Carnegie Longlist 2016 · Carnegie Nominations 2016 · Carnegie Shortlist 2016

One by Sarah Crossan

I was initially drawn to the lovely cover of this book, but was quickly disappointed when I opened it and discovered …

… poetry.  I put it to the side and read something else.  For reasons I no longer can remember, I picked it up again weeks later and read the first page, and then the first chapter.  I was captivated.

Apple and Rain showcased Crossan’s insight into family relationships and One also perfectly illustrates the complexity of the family unit.  Crossan’s writing beautifully highlights the conflicting emotions that are common within parental and sibling relationships; tension, hostility, fragility, resentment, duty, responsibility, reliance, tolerance, belonging, affection and love, both conditional and unconditional.
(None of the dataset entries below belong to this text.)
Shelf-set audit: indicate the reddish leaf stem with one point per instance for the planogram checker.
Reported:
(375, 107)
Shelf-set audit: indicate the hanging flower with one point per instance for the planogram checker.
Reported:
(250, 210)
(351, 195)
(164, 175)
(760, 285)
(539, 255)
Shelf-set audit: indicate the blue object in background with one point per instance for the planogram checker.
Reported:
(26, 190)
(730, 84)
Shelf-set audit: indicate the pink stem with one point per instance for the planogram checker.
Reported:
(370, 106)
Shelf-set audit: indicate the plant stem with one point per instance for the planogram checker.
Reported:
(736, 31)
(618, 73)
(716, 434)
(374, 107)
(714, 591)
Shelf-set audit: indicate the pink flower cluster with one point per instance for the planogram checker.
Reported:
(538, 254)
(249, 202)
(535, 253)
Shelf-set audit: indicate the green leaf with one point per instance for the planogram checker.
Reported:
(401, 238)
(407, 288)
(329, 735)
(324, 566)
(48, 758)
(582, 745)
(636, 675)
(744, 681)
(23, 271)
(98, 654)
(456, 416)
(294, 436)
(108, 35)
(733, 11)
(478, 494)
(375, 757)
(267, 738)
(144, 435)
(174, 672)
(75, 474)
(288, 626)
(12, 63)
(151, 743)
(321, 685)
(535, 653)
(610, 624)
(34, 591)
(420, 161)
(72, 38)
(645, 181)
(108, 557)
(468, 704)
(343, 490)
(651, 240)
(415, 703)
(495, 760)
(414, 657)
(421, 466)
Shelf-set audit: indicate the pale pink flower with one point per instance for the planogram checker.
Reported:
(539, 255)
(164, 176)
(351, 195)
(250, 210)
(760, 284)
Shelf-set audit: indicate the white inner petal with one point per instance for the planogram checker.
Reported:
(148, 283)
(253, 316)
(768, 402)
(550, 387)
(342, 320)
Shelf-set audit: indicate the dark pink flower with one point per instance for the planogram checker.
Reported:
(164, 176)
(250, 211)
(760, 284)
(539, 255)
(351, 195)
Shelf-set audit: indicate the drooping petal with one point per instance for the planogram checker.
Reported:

One is the story of teenager Grace.  It is in many ways is a typical coming of age story.  We follow Grace, and twin sister Tippi, as they experience starting school, making friends, struggling with serious illness, coping with dysfunctional family members and falling in love.  What sets this book apart from so many others is the beautiful portrayal of the twins’ relationship.  Their love for each other feels so powerful and intense – an unbreakable bond, they are inseparable.  Aren’t they?

I have found this review difficult to write as I wanted to give One the justice that it deserves.  I find poetry hard to access so I decided to read this book simply as a story.  An incredible, heart wrenching story, I would definitely include it in my top ten of fiction books.   One is my winner of this years shortlist.